There are sea belt pre-tensioners and the electronic stability and traction systems, which help manage the 720S’s huge power and will help you avoid an accident in the first place. Likewise, huge brakes, with ABS and massive tyres on the road, as well as the excellent all-round visibility mean the 720S is as safe as a car of this type can be. 


MPG and fuel costs

"Tested to the latest, and more realistic WLTP combined consumption figures, the McLaren 720 S achieves a figure of 23.1mpg, with CO2 emissions at 276g/km."

McLaren 720S side exterior

WLTP covers a variety of scenario testing, and during its highest test phase, the 720S records a figure of 12.6mpg. Drive it on a track, or wrung out to its redline frequently and you’ll quite easily be in the realm of single figures. It’s not fuel, though that’ll prove to be the biggest running cost, with depreciation meaning if you sell it quickly, you’ll lose a huge amount of money. Buy one, then, but keep it if you don’t want it to be ruinously expensive.  
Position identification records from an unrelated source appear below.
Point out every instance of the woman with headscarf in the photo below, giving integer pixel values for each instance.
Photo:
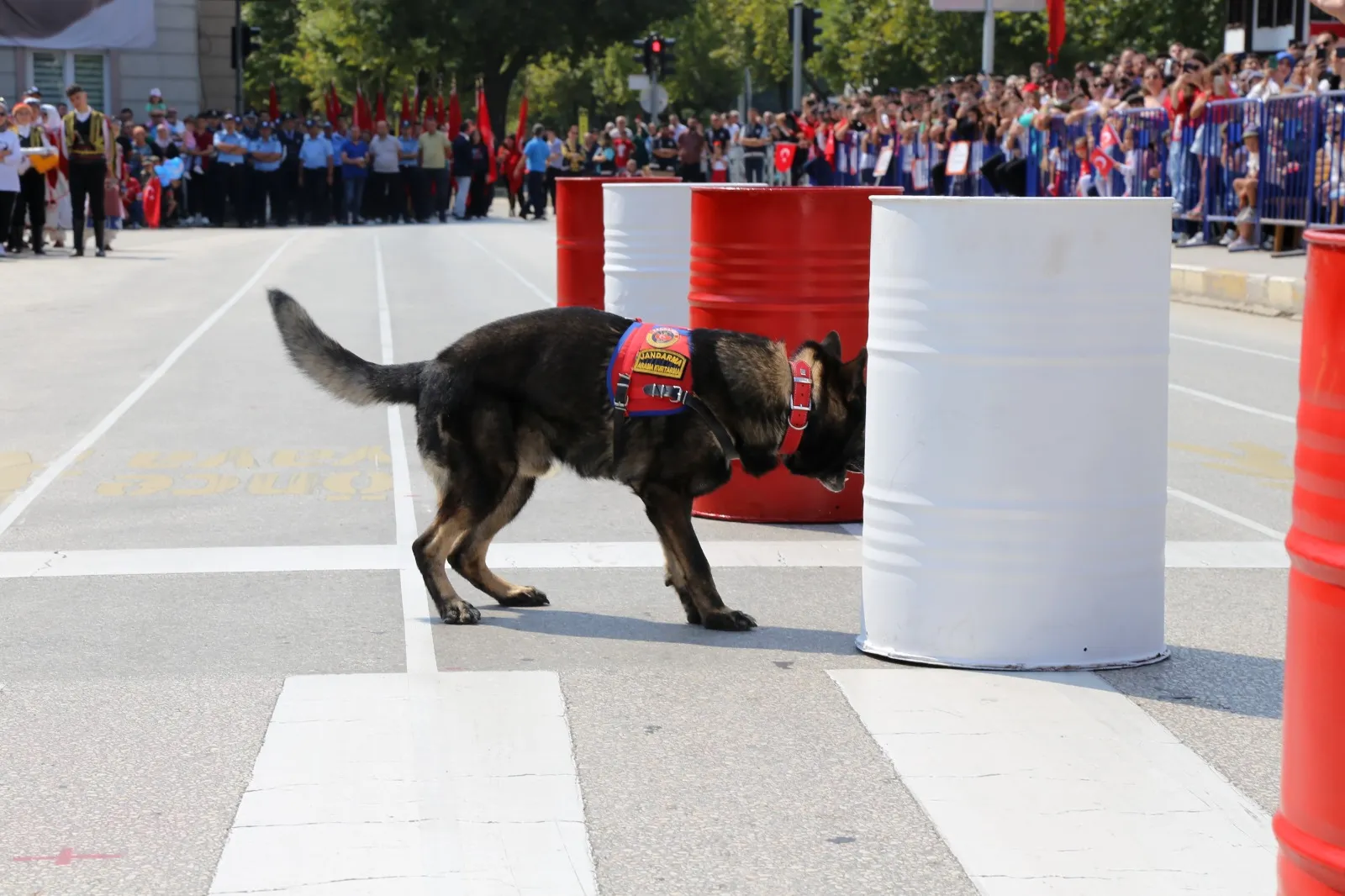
(30, 208)
(11, 154)
(479, 197)
(60, 219)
Insurance groups and costs

A car like this will only ever attract sizeable insurance premiums, but your friendly broker will be able to do you a multi car deal, as owners of cars like the 720S inevitably have many cars at their disposal. As standard the warranty is three-years, but you can pay for that to be extended. Servicing is every 10,000 miles, or 12 months, whatever comes sooner. None of this is likely to be inexpensive, as you’d anticipate on a 200+mph, £208,000+ supercar. 


VED car tax

Its 276g/km CO2 output put it in the highest VED banding, which isn’t really a surprise. Again, at this level, the tax you’ll pay to run it is incidental, it not likely to bother you, or make a dent in your ample finances.

How much should you be paying for a used McLaren 720S?
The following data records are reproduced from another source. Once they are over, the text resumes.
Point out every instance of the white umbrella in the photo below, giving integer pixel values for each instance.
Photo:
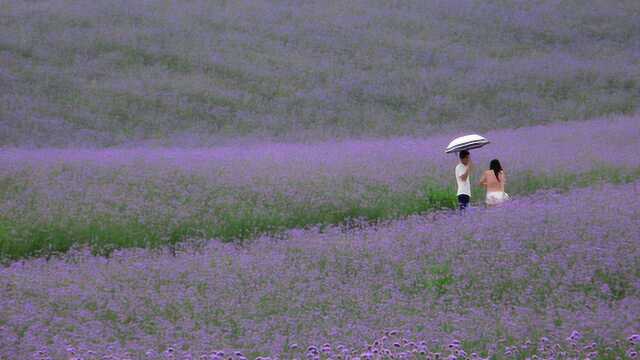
(467, 142)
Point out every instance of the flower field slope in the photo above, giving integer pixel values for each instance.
(118, 71)
(552, 268)
(145, 197)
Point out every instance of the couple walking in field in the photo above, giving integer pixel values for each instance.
(493, 180)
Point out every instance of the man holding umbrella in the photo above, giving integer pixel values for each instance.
(463, 172)
(462, 145)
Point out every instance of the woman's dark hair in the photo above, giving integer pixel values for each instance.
(496, 167)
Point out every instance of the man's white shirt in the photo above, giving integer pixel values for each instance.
(464, 187)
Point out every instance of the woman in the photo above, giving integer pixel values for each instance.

"The 720S is old enough now not to attract early sellers looking for a quick return on their first orders from people desperate to get in a car without wanting to wait for it to be built."

McLaren 720S side exterior

That means the 720S is in a depreciation phase, much like any normal car, only here the numbers are a bit more frightening. 


A two-year old McLaren 720S sold for about half its new price, including options, recently (spring 2020) and while many suggest it’s a blip in the used supercar market due to Covid 19, it does underline that overall the 720S isn’t as desirable used as Ferraris are. The whole used supercar marketplace is rife with big sticker numbers on windscreens, though, and they don’t always reflect what cars actually change hands for. If you’re after a used 720S, you could well be in for a ‘bargain’, then.  


Trim levels and standard equipment

McLaren doesn’t really do trim levels as such, instead offering some recommended choices on its configurator, these more about how the car looks than how it’s specified. 


Standard equipment on all is comprehensive, but, as with all cars in this category, there’s the opportunity to personalise it to exactly your preferred level of specification. It’s not unusual for 720Ss to have options costs adding as much as a quarter, and more if you dip into McLaren Special Operations (MSO) services and go wild with things like tinted carbon fibre weaves and suchlike.